Quinta-feira, 18 Abril

«The Big Short» (A Queda de Wall Street) por João Miranda

 

O sonho americano já foi reformulado muitas vezes, havendo uma acentuação forte na ganância e no egoísmo há décadas. Isto pode ver-se nas grandes produções do que é um dos principais motores da hegemonia cultural desse país: Hollywood. De há uns anos para cá, depois do rebentar da bolha imobiliária (e não só) de 2008, muitos foram os filmes que tentaram, de alguma forma, mostrá-lo e, com um grau maior ou menor de sucesso, criticá-lo. Veja-se o caso de O Lobo de Wall Street, onde as festas e a falta de consequências se sobrepõem a qualquer tentativa de crítica. Na realidade, muitos, para além de “glamourizarem” e idealizarem pessoas cuja desonestidade só é segunda em relação à sua ganância, servem apenas para aumentar a alienação e frustração de quem os vê. The Big Short é mais um assim.
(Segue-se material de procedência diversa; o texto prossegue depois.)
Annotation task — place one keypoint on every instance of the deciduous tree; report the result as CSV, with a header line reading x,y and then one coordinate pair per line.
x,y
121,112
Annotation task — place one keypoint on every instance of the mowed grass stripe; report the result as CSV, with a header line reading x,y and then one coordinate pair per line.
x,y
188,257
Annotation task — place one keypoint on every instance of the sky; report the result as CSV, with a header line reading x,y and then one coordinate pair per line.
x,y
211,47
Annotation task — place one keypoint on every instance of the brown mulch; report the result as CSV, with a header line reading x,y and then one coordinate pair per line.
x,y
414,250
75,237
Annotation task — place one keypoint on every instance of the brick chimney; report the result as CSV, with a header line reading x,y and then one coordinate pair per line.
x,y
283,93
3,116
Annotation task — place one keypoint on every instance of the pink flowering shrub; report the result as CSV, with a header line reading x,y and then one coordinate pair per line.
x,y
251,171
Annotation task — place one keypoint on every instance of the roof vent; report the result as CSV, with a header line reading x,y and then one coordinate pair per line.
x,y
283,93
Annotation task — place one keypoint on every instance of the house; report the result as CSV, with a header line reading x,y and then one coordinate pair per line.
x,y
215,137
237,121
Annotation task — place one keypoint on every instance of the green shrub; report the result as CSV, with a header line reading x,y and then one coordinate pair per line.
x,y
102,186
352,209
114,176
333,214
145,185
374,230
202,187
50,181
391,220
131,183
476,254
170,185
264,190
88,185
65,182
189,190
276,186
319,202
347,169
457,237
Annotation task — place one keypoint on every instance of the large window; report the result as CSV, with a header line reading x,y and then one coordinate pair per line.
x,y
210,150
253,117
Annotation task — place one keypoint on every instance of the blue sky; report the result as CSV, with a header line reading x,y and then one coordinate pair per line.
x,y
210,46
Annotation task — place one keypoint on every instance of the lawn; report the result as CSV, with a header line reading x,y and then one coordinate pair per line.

Explorando o que levou ao crash de 2008, The Big Short segue algumas personagens que descobrem antes do resto do mundo que todo o esquema económico baseado no mercado imobiliário era fraudulento e que a qualquer momento iria desabar. Se esta descrição nos poderia a levar a pensar em filmes como All the President’s men ou Spotlight, tudo muda quando percebemos que a intenção destas pessoas não é avisar ou mudar, mas lucrar com isso: estamos a falar de gestores de fundos de investimento que, ao perceberem o que se passa, apostam contra o mercado imobiliário. Sim, há algumas alusões à tragédia humana que se aproxima e, no final, uma crise de consciência tão forçada que não parece fazer parte do mesmo filme, mas a maioria do tempo estas pessoas estão só incrédulas pelo sistema que se gerou entre os bancos, as agências de rating e as imobiliárias e pela estupidez/ignorância de quem participa nele, enquanto esfregam as mãos de contentes e fazem contas de cabeça. Pelo meio, algumas lições de economia de uma condescendência insuportável que se misturam com um sentido de humor básico e sem capacidade crítica. O mais subtil que se parece fazer são as referências culturais à época em que tudo se passou e o mascarar os grandes nomes que participam no filme.

The Big Short até pode ser um filme bem intencionado, mas acaba por ser “another brick in the wall” da nossa alienação, sem qualquer capacidade crítica ou política. Na sequência de “heróis” que nos são apresentados vê-se o sonho americano do “salve-se quem puder“, do darwinismo social e do neoliberalismo. Sente-se, mesmo que até possa haver um esforço de os mostrar como bestas asquerosas, uma admiração por eles, pela sua habilidade de ganharem dinheiro e de suplantarem todos os outros. De quem são estes heróis? Uma sociedade também se define pelas histórias que conta, pelas narrativas que circulam os conhecimentos e os valores em que se baseia. Porque temos constantemente de ser invadidos por Steve Jobs, Jordan Belforts, Gordon Geckos e toda essa escumalha que representa o pior do que a sociedade americana ofereceu ao mundo? Contra esta barragem devemos resistir, avançar contra quem nos vende patranhas como inevitáveis, recusar os ídolos que nos oferecem, perceber o que podemos fazer não só a nível local, mas também global. Há que desenvolver uma consciência política e exercê-la de forma ativa no mundo que nos rodeia.

O Melhor: A imagem e a edição.
O Pior: A alienação mercantilizada e impingida por Hollywod.